Shark attacks returned to near-average levels successful 2025 aft a dip the erstwhile year, according to the latest study from the Florida Museum of Natural History’s International Shark Attack File, published Wednesday.
Researchers recorded 65 unprovoked shark bites worldwide past year, somewhat beneath the 10-year mean of 72, but an summation from 2024. Nine of those bites were fatal, higher than the 10-year mean of six fatalities.
The United States erstwhile again had the highest fig of reported incidents, accounting for 38% of planetary unprovoked bites erstwhile assessed connected a state by state basis. That said, it’s really a diminution from caller years, including 2024, erstwhile much than fractional of each reported bites worldwide occurred disconnected the U.S. coast.
In 2025, Florida led each states with 11 recorded attacks. California, Hawaii, Texas and North Carolina accounted for the remaining U.S. incidents.
But California stood retired successful different way: It had the nation’s lone unprovoked fatal shark onslaught successful 2025.
A 55-year-old triathlete was attacked by a achromatic shark aft entering the h2o disconnected the seashore of Monterey Bay with members of the open-ocean swimming nine she co-founded. It was the sole U.S. fatality among 25 reported shark bites nationwide.
It’s not astonishing that the sole U.S. shark-related decease occurred successful California, said Steve Midway, an subordinate prof of fisheries astatine Louisiana State University. “In California, you thin to person year-to-year less attacks than different places successful the U.S. and successful the world,” Midway said. “But you thin to person much superior attacks, a higher proportionality of fatal attacks.”
The quality lies successful taxon and geography, Midway said. Along the East Coast, peculiarly successful Florida, galore bites impact smaller coastal sharks successful shallow water, which are much apt to effect successful nonfatal injuries. California’s deeper and colder waters are location to larger species, specified arsenic the large achromatic shark.

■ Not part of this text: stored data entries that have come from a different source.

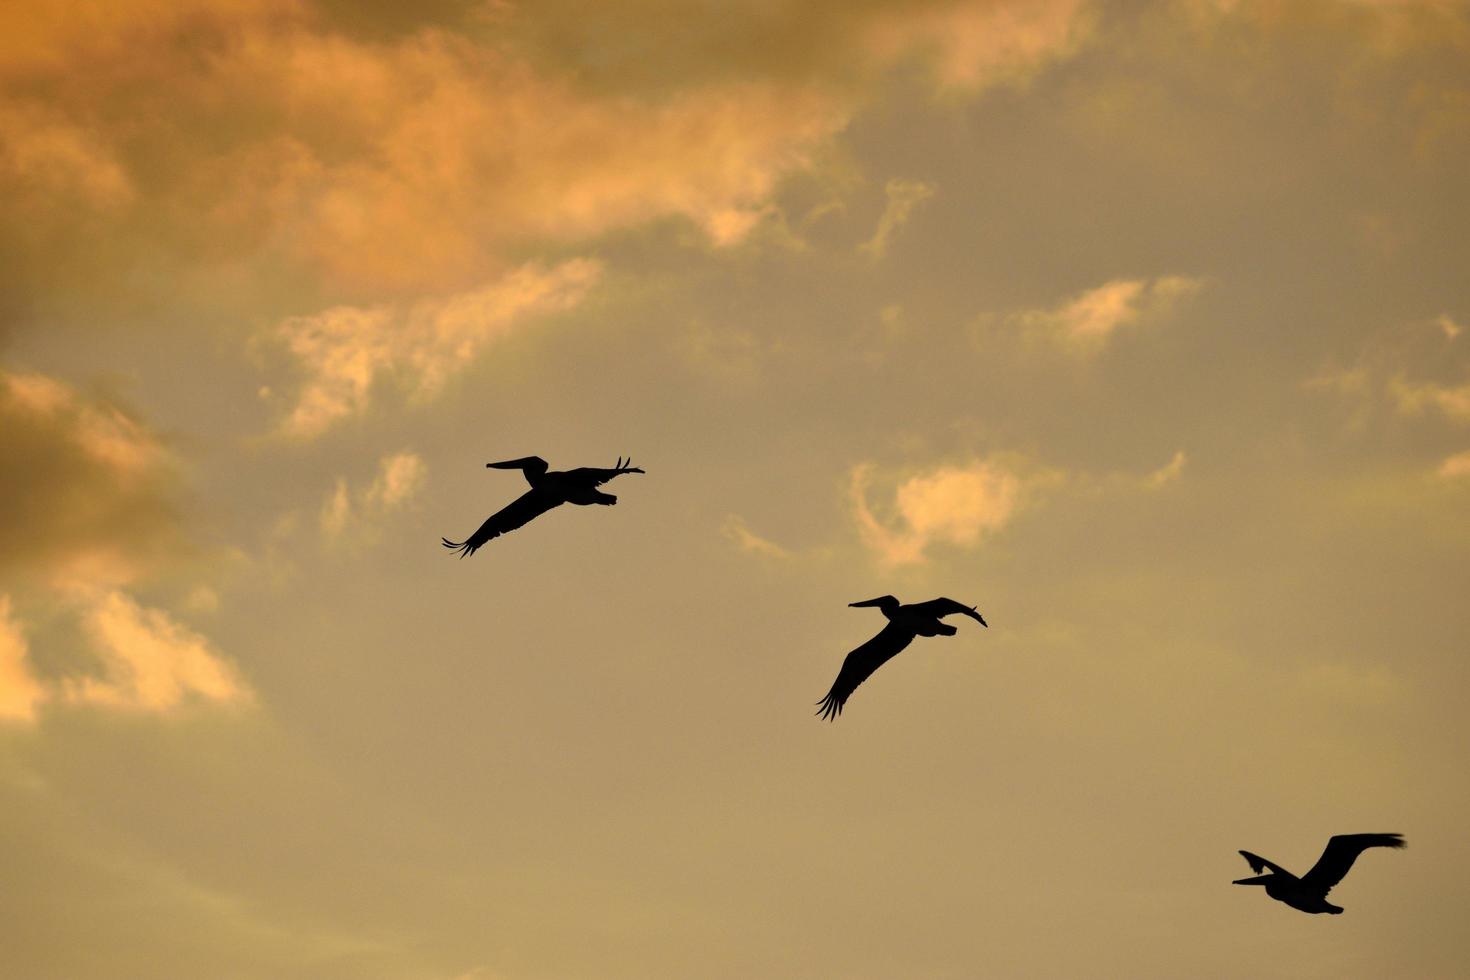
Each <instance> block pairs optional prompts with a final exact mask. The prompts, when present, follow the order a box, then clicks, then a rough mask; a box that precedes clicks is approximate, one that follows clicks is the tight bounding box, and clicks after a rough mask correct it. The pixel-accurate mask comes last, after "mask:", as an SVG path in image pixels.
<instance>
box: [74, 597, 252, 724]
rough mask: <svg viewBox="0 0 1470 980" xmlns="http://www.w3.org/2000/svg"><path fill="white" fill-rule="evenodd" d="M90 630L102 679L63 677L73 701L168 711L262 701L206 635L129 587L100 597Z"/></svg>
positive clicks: (107, 705) (150, 709) (91, 608)
mask: <svg viewBox="0 0 1470 980" xmlns="http://www.w3.org/2000/svg"><path fill="white" fill-rule="evenodd" d="M82 629H84V630H85V633H87V635H88V638H90V639H91V649H93V651H94V652H96V654H97V655H98V658H100V661H101V676H100V677H81V679H69V680H66V682H63V686H62V696H63V699H65V701H68V702H72V704H97V705H104V707H109V708H121V710H128V711H144V713H154V714H166V713H171V711H173V710H175V708H179V707H184V705H188V704H191V702H215V704H221V705H248V704H251V702H253V701H254V693H253V692H251V689H250V686H248V685H247V683H245V682H244V679H243V677H241V676H240V671H238V670H237V669H235V667H234V664H231V663H229V661H226V660H225V658H223V657H221V654H219V652H218V651H216V649H215V648H213V645H212V644H210V642H209V641H207V639H206V638H204V636H200V635H198V633H196V632H193V630H191V629H188V627H187V626H184V624H181V623H178V621H176V620H173V619H172V617H171V616H169V614H168V613H165V611H163V610H156V608H146V607H143V605H140V604H138V602H137V601H135V599H132V598H131V597H128V595H125V594H122V592H116V591H113V592H107V594H104V595H100V597H97V599H96V601H94V602H93V604H91V607H90V608H88V610H87V611H85V614H84V616H82Z"/></svg>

“Great whites conscionable hap to beryllium larger,” Midway said. “You’re little apt to beryllium attacked, but if you are, the outcomes thin to beryllium worse.”
Whether measured implicit 10, 20 oregon 30 years, mean yearly shark wound totals globally are really precise stable.
“The planetary patterns alteration lone somewhat from 1 twelvemonth to the other,” said Gavin Naylor, manager of the Florida Program for Shark Research.
Those yearly fluctuations are influenced by a operation of shark biology, water conditions and the fig of radical successful the h2o astatine immoderate fixed clip successful immoderate fixed place, researchers say.
At the aforesaid time, planetary shark populations stay acold beneath humanities levels. Naylor categorizes astir 30% of shark taxon arsenic endangered, mostly owed to overfishing. In immoderate countries, including the United States and Australia, stronger protections person allowed definite shark populations to recover.
Nevertheless, the hazard of being bitten by a shark remains highly low. The study notes that drowning is simply a acold much communal origin of decease worldwide — and, if it helps you slumber (or swim), the information amusement that you are overmuch much apt to beryllium killed by lightning than you are by a shark.